BITTE LÖSCHEN 17.08.2004 - 12:45
Es geht nicht um Rechts oder Links, sondern um "Unten" gegen "Oben" Gequatsche ist Querfront Rethorik. Bitte löschen.

"Bitte Löschen" = AANO Chefchen

XYZ 17.08.2004 - 13:05
Bei dieser Ergänzung handelt es sich um eine Diffamierung durch das AANO-Chefchen, mit dem ich am Rande der Montagsdemo ein kleines rencontre hatte. Das durchgedrehte AANO-Chefchen "checkte" gestern die Montagsdemo vom Rande aus mit einer Gruppe älterer, wohlgekleideter Bahamiten. Als er erkannt wurde, hielt er seine Hand vor´s Gesicht. Feigling! Es ging ihm und den Bahamiten wohl darum Ansätze zu finden um die Demo zu diffamieren. Kein Wunder wenn er hier jetzt mich als "Querfrontler" diffamiert. Difamierung, das ist der stillose Stil des Nordostantideutschen Chefchens. Schade dass man sich überhaupt gezwungen sieht, sich ständig mit diesem Pack zu beschäftigen. Diese deffamatorische Bande muß endlich raus aus linken Strukturen.
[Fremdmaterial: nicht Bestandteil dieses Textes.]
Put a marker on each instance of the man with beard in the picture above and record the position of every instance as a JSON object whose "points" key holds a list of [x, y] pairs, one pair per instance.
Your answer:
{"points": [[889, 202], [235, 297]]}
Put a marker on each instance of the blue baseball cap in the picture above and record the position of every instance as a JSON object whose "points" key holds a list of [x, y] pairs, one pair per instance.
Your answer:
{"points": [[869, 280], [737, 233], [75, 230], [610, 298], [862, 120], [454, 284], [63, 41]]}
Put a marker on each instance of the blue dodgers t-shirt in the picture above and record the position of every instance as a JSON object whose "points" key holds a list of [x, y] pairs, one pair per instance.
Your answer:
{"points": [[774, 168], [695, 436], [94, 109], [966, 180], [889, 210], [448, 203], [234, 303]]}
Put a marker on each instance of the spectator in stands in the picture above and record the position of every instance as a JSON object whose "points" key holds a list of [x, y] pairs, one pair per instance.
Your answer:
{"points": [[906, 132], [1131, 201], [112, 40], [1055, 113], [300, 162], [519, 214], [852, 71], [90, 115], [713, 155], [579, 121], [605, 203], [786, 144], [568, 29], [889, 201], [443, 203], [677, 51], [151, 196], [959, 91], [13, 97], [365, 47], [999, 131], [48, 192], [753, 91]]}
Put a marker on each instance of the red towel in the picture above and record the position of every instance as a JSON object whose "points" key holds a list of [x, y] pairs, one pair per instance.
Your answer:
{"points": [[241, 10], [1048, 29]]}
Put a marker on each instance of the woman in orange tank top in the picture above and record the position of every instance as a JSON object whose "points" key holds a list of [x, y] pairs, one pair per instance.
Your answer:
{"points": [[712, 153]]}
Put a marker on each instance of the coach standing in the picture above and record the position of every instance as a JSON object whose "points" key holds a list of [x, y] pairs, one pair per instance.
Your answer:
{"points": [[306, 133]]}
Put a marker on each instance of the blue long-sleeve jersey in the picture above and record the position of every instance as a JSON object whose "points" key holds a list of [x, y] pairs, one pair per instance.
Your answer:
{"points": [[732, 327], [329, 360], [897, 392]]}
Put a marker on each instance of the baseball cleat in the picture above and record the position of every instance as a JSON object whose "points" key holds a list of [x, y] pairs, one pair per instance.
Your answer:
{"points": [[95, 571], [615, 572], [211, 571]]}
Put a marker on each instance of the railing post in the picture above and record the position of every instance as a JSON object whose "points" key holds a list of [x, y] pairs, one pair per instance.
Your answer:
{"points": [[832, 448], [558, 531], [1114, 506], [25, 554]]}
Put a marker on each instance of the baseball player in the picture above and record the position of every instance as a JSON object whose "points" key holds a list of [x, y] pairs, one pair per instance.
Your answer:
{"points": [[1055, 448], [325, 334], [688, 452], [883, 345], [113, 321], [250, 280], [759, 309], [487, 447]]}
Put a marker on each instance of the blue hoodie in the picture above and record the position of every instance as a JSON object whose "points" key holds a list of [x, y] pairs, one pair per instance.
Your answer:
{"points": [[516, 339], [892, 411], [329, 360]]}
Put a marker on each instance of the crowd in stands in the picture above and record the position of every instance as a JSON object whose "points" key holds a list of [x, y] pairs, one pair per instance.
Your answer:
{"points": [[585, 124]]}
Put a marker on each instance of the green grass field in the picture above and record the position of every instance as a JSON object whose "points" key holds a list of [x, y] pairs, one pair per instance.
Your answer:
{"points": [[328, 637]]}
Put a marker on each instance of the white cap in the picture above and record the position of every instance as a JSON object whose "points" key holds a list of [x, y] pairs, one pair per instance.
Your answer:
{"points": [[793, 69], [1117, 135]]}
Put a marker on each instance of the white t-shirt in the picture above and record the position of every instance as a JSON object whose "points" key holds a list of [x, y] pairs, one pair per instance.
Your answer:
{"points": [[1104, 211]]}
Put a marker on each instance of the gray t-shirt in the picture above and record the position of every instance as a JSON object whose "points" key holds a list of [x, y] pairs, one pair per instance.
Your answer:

Montags standen sie am Rande, außerhalb der Demo - da gehören sie auch hin!

@XYZ

BITTE LÖSCHEN 17.08.2004 - 13:44
Leider bin ich nicht das AANO Chefchen, dann wäre die AANO nähmlich nicht antideutsch. Das mit den Antideutschen sehe ich wie du: Raus aus linken Strukturen. Trotz meiner abneigung gegen dieses bewegungsfeindliche Pack fühle ich mich als Antifaschist dazu verpflichtet gegen rechte Strategien vorzugehen. Eine davon ist das Querfront Konzept, welches du wunderbar bedienst.
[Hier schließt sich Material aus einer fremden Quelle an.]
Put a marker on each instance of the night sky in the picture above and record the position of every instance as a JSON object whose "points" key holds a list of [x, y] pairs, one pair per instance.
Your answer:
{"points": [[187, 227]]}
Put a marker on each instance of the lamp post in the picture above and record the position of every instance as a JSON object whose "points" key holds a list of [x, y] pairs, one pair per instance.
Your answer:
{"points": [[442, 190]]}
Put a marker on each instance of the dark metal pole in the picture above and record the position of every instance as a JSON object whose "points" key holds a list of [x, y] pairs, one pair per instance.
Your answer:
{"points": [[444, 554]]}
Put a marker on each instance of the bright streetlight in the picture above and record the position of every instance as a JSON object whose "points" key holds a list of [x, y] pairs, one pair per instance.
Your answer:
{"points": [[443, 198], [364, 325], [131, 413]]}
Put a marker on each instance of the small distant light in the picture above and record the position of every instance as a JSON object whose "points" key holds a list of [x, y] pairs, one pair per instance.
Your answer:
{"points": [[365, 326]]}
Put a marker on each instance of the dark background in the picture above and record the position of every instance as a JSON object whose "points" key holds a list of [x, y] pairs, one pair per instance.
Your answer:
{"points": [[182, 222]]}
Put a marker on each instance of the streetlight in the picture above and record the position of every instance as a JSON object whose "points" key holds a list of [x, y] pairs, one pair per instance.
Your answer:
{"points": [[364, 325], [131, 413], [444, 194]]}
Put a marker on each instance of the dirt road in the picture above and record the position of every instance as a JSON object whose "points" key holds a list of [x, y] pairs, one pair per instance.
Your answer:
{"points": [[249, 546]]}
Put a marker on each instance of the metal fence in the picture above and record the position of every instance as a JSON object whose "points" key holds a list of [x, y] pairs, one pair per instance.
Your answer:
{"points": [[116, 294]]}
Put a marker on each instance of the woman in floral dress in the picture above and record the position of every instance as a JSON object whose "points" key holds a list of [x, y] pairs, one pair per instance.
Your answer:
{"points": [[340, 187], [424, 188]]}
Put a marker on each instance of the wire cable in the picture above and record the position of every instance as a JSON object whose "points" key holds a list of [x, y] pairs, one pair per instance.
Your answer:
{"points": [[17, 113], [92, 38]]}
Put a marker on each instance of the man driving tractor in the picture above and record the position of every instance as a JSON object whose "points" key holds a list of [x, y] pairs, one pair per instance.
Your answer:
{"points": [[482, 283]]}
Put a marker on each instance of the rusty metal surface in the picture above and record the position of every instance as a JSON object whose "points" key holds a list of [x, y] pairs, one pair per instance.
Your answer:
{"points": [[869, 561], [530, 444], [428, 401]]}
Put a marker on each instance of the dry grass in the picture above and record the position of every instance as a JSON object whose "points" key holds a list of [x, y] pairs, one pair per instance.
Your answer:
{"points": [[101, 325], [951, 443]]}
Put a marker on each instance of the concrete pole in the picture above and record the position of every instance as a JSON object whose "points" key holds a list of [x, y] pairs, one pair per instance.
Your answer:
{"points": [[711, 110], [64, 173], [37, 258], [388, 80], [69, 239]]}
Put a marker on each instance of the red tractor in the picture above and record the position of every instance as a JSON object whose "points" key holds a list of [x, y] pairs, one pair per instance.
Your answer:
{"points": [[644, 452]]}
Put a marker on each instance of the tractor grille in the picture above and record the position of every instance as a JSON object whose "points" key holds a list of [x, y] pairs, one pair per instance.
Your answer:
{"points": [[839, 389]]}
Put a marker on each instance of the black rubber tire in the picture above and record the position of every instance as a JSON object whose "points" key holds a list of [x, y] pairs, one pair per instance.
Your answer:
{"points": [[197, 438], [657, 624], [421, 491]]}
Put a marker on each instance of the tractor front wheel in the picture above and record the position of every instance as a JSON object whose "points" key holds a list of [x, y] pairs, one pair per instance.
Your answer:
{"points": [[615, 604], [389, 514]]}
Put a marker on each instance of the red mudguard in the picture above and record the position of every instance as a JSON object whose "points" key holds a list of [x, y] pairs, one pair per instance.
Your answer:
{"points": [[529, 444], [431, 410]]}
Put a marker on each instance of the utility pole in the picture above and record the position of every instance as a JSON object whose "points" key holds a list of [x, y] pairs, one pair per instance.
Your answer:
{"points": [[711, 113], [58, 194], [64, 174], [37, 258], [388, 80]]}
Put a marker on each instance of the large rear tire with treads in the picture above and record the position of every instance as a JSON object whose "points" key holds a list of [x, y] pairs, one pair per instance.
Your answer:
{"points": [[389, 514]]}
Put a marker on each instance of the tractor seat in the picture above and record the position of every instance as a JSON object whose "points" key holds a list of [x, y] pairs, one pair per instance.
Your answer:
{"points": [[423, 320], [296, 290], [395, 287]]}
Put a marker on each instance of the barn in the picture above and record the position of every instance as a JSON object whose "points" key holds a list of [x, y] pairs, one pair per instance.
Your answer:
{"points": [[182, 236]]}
wichtige inhaltliche ergaenzung

schnabeltasse 17.08.2004 - 16:27
Hallo, merkt ihr es noch? der AANO-Chef bin ich. wahlweise bin ich aber auch chef jedes anderen vereins.

"XYZ" ist Sektierer...

Aufdecker 17.08.2004 - 20:51
der mit seinen dogmatischen Kommentaren die indymedia-Kommentarspalte zumüllt. Auch als "Frager" bekannt. Bitte ignorieren. Sind eh alles Lügen!